WE’RE walking up the Royal Mile, my mate and I, when suddenly he has a thought.
He says he tuned into the last series of Skins, mostly, because he’s got a soft spot for actress Freya Mavor and, with Punk Rock starring her Skins co-star Will Merrick, and with Freya being an Edinburgh girl and all that... well, my pal’s thinking she might just be heading along to see the play too.
In your dreams, I say.
Merrick must have read his mind, though, for not only had he reserved us nice seats in the front row, he’d also placed us right next to you know who.
Cute though she is, neither of us were distracted by Freya for long – and that’s down to how utterly absorbing Simon Stephens’ play is.

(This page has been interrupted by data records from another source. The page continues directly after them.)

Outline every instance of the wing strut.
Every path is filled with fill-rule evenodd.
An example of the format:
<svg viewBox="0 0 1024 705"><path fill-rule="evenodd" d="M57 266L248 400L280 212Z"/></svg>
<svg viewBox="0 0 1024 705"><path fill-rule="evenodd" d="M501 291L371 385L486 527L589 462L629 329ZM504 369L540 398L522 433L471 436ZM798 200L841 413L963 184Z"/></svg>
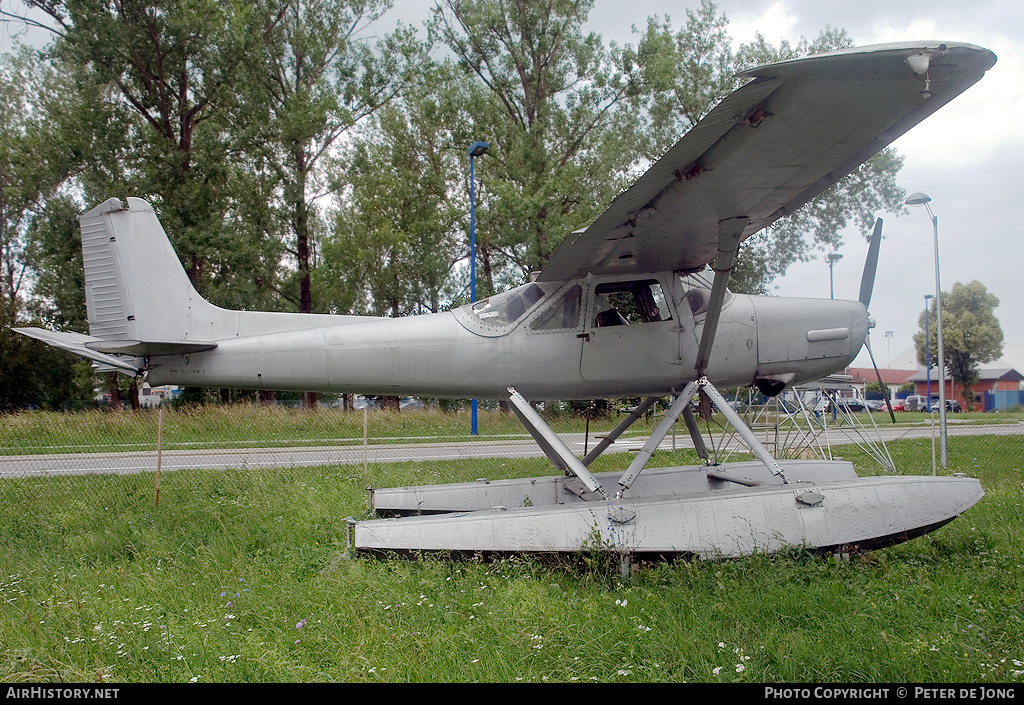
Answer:
<svg viewBox="0 0 1024 705"><path fill-rule="evenodd" d="M725 302L725 291L729 285L729 275L739 250L739 241L743 229L750 222L748 217L727 218L718 223L718 258L715 260L715 283L711 288L711 301L708 304L708 318L705 319L703 332L700 334L700 346L697 348L697 377L703 377L708 363L711 361L711 348L715 344L715 331L722 315L722 304Z"/></svg>
<svg viewBox="0 0 1024 705"><path fill-rule="evenodd" d="M529 406L529 402L516 391L515 387L510 386L508 390L509 402L512 404L512 410L515 412L515 415L522 421L522 425L526 426L526 430L534 437L534 440L537 441L537 444L544 451L544 454L548 456L548 459L555 464L555 467L561 469L563 472L574 474L583 481L588 490L607 499L608 494L601 487L601 483L594 479L590 470L580 462L580 459L572 454L572 451L551 429L551 426L544 422L541 415L537 413L534 407Z"/></svg>
<svg viewBox="0 0 1024 705"><path fill-rule="evenodd" d="M632 426L637 419L641 418L644 414L646 414L650 410L650 408L654 406L656 402L657 402L657 397L648 397L643 402L641 402L633 411L630 412L629 416L627 416L622 422L620 422L617 426L612 428L609 433L607 433L603 439L601 439L601 443L594 446L594 450L592 450L590 453L586 455L586 457L584 457L582 461L583 464L586 465L587 467L590 467L590 464L594 462L594 460L597 459L597 457L601 455L601 453L603 453L608 446L613 444L615 440L620 436L622 436L627 428Z"/></svg>
<svg viewBox="0 0 1024 705"><path fill-rule="evenodd" d="M679 418L679 415L683 413L684 409L687 409L690 404L690 400L693 399L693 395L697 392L697 389L703 389L705 393L711 399L712 404L714 404L720 412L725 416L725 418L731 423L739 437L746 442L748 448L751 452L757 456L758 460L764 463L764 466L768 468L768 471L774 474L776 478L781 478L782 482L786 485L790 484L790 480L782 472L781 466L775 462L775 458L771 456L768 449L765 448L754 431L751 430L750 426L743 423L743 420L739 418L739 414L733 411L732 407L724 397L715 388L715 385L708 381L707 377L701 377L695 381L690 382L684 388L682 393L676 398L673 402L672 407L666 412L665 418L662 422L657 424L654 432L650 434L647 439L647 443L637 454L637 457L633 459L630 463L629 468L623 473L623 476L618 479L618 492L615 494L616 498L621 498L623 493L630 489L633 482L637 479L640 472L643 470L644 465L647 461L654 455L654 451L665 440L665 437L672 430L672 425ZM698 449L699 450L699 449ZM706 451L707 452L707 451Z"/></svg>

Described as The History Boys meet Skins, this claustrophobic and intense tale of grammar school kids preparing for A-levels works on so many levels.

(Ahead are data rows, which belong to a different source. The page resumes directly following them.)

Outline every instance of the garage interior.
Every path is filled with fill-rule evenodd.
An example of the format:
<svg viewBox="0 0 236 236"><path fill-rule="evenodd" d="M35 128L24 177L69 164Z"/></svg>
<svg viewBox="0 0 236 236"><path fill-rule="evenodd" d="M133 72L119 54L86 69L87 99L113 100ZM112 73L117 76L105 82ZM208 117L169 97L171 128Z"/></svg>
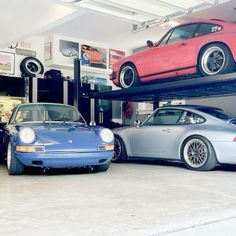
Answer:
<svg viewBox="0 0 236 236"><path fill-rule="evenodd" d="M8 110L25 102L74 105L87 122L101 125L132 126L163 103L216 106L235 116L235 72L119 89L109 80L108 61L110 49L131 55L181 23L236 22L235 9L234 0L0 2L0 59L1 52L12 58L11 71L0 69L0 104L7 109L1 111L0 128ZM105 50L106 68L83 64L81 52L61 55L63 41ZM42 62L44 73L23 75L25 57ZM123 114L123 101L132 102L131 117ZM231 236L235 171L234 165L198 172L179 162L137 160L112 163L104 173L28 169L24 176L9 176L3 163L0 235Z"/></svg>

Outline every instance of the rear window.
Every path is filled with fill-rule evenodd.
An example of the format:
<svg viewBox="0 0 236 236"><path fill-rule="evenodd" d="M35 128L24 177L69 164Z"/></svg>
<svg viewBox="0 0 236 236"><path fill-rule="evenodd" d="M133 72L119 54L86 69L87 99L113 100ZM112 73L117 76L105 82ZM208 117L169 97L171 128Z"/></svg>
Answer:
<svg viewBox="0 0 236 236"><path fill-rule="evenodd" d="M221 29L222 29L222 26L220 25L202 23L200 24L197 32L195 33L195 36L201 36L205 34L214 33L214 32L220 31Z"/></svg>
<svg viewBox="0 0 236 236"><path fill-rule="evenodd" d="M202 112L205 112L207 113L208 115L211 115L211 116L214 116L216 118L219 118L221 120L228 120L230 119L231 117L229 115L227 115L223 110L221 109L214 109L214 108L205 108L205 107L202 107L202 108L198 108L199 111L202 111Z"/></svg>

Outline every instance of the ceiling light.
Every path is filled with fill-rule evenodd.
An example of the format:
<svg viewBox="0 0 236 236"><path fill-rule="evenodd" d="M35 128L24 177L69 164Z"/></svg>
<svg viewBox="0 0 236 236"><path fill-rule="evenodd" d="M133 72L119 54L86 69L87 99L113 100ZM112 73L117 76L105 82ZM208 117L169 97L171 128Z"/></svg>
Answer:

The action starts against the backdrop of the towering upper school library stacks. First we meet the fairly awkward William (Merrick) and then new-girl Lily (Serena Jenkins) is introduced. The pair have an instant rapport, and William thinks that he might be “in there” with his sexy, worldly wise new friend.

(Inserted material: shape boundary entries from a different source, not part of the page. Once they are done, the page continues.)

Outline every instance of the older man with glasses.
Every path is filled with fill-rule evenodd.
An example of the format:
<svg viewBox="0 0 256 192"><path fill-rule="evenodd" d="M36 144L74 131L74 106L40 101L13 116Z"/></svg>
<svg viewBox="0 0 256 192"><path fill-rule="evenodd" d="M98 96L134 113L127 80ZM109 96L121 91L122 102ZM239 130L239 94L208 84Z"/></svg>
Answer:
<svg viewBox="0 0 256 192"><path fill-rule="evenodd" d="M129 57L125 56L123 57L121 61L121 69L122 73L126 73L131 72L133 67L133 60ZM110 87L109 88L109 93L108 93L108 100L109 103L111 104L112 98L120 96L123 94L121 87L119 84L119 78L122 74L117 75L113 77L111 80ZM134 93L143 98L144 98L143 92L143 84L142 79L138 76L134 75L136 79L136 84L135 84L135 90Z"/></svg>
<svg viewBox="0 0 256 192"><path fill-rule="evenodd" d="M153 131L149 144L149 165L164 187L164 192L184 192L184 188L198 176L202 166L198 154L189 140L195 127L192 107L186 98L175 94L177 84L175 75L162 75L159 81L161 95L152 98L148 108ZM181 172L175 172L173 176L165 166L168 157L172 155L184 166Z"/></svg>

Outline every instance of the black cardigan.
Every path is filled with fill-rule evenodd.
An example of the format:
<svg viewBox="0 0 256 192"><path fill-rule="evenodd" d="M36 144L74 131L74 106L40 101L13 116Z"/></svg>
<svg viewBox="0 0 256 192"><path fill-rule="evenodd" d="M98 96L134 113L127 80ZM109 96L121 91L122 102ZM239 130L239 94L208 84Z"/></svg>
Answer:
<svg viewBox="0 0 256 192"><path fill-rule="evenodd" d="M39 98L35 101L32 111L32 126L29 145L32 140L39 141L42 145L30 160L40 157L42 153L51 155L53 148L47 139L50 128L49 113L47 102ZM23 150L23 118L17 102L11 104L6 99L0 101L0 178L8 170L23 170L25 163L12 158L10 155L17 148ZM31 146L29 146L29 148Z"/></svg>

Unfortunately for him, he read the situation wrong and soon discovers that she’s already dating one of his circle, much to his annoyance.
The pair form part of a gang that comprises four boys and three girls – and these supporting characters are no less finely-drawn.
There’s Paddy Fleming as the schizoid bully Chadwick, Wesley Lineham as his nerdy nemesis Bennett, Joel Edward Banks as the handsome, hockey-playing Nicholas, the bookish Tanya, played by Philippa Brown, and Olivia Duffin’s brassy, unclassy Cissy.
At first it’s the usual high school hi-jinks we see, but the action steps up to a whole new level as pre-exam stress begins to boil over and something more sinister starts simmering.
To give away any more would spoil the fun for anyone who hasn’t seen the play – suffice to say, what starts off as some sort of adult version of Grange Hill ends up quite dark and twisted.
Merrick, who shot to fame playing farmer boy Alo Creevey in Skins, is outstanding in the lead role as we witness his character’s gradual change from silly schoolboy to angry, disturbed young man.
Overall, however, the entire cast excel in what is a chilling, superbly written piece of theatre.